In a post on X, Vance wrote, “Rumors swirling that the EU commission will fine X hundreds of millions of dollars for not engaging in censorship. The EU should be supporting free speech not attacking American companies over garbage.”

His remarks reflect growing tension between the United States and the EU over the future of online speech and the expanding role of governments in dictating what can be said on global digital platforms.

Screenshot of a verified social-media post with a profile photo, reading: "Rumors swirling that the EU commission will fine X hundreds of millions of dollars for not engaging in censorship. The EU should be supporting free speech not attacking American companies over garbage." Timestamp Dec 4, 2025, 5:03 PM and "1.1M Views" shown.

Vance was likely referring to rumors that Brussels intends to impose massive penalties under the bloc’s Digital Services Act (DSA), a censorship framework that requires major platforms to delete what regulators define as “illegal” or “harmful” speech, with violations punishable by fines up to six percent of global annual revenue.

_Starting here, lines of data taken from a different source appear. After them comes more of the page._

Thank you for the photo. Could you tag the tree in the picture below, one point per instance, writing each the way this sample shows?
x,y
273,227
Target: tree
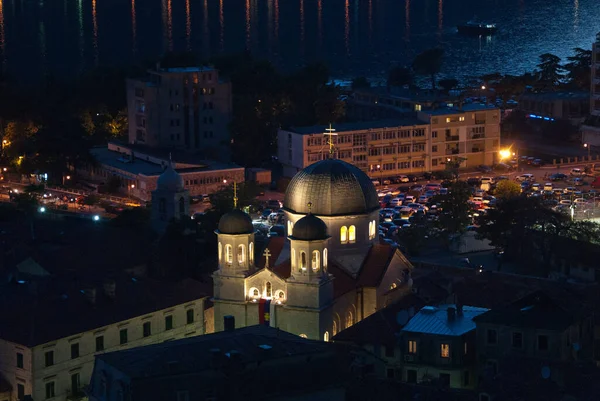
x,y
455,209
448,84
400,76
578,68
507,189
429,63
550,72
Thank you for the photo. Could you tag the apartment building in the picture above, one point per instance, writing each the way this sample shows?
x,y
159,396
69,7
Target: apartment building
x,y
55,328
591,127
182,108
387,148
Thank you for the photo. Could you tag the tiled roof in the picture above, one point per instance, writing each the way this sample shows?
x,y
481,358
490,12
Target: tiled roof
x,y
434,320
57,307
382,326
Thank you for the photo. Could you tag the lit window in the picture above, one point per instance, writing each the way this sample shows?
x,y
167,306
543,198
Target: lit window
x,y
344,234
315,261
445,350
241,254
228,254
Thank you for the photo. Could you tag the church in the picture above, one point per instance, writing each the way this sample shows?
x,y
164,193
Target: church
x,y
331,270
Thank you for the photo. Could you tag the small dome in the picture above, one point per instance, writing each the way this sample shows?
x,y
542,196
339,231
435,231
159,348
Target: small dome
x,y
235,222
169,180
334,187
309,228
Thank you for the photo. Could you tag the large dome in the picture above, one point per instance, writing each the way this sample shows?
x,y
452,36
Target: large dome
x,y
169,180
235,222
310,228
334,187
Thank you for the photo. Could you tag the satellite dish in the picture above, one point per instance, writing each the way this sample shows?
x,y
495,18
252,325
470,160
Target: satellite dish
x,y
402,317
545,372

For Vance, this development fits a pattern he’s been warning about since the spring.

In a May 2025 interview, he cautioned that “The kind of social media censorship that we’ve seen in Western Europe, it will and in some ways, it already has, made its way to the United States. That was the story of the Biden administration silencing people on social media.”

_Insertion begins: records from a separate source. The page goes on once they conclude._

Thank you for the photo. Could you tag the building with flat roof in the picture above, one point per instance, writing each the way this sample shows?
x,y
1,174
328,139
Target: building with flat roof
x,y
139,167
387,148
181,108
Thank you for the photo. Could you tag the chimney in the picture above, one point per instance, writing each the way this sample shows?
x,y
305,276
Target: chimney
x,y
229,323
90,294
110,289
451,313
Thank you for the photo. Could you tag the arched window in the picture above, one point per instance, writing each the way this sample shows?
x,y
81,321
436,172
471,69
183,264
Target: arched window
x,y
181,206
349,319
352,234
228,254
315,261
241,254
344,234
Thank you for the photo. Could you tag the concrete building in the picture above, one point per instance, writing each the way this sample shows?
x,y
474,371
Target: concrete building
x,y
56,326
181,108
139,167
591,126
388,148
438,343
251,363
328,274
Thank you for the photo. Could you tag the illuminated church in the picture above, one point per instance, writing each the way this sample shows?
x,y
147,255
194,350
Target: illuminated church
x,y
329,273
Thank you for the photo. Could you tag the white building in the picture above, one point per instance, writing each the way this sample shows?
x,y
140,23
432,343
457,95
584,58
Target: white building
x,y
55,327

He added, “We’re going to be very protective of American interests when it comes to things like social media regulation. We want to promote free speech. We don’t want our European friends telling social media companies that they have to silence Christians or silence conservatives.”

Yet while the Vice President points to Europe as the source of the problem, a similar agenda is also advancing in Washington under the banner of “protecting children online.”

This week’s congressional hearing on that subject opened in the usual way: familiar talking points, bipartisan outrage, and the recurring claim that online censorship is necessary for safety.

The House Subcommittee on Commerce, Manufacturing, and Trade convened to promote a bundle of bills collectively branded as the “Kids Online Safety Package.”

The session, titled “Legislative Solutions to Protect Children and Teens Online,” quickly turned into a competition over who could endorse broader surveillance and moderation powers with the most moral conviction.

Rep. Gus Bilirakis (R-FL) opened the hearing by pledging that the bills were “mindful of the Constitution’s protections for free speech,” before conceding that “laws with good intentions have been struck down for violating the First Amendment.”

Despite that admission, lawmakers from both parties pressed ahead with proposals requiring digital ID age verification systems, platform-level content filters, and expanded government authority to police online spaces; all similar to the EU’s DSA censorship law.

Vance has cautioned that these measures, however well-intentioned, mark a deeper ideological divide. “It’s not that we are not friends,” he said earlier this year, “but there’re gonna have some disagreements you didn’t see 10 years ago.”

That divide is now visible on both sides of the Atlantic: a shared willingness among policymakers to restrict speech for perceived social benefit, and a shrinking space for those who argue that freedom itself is the safeguard worth protecting.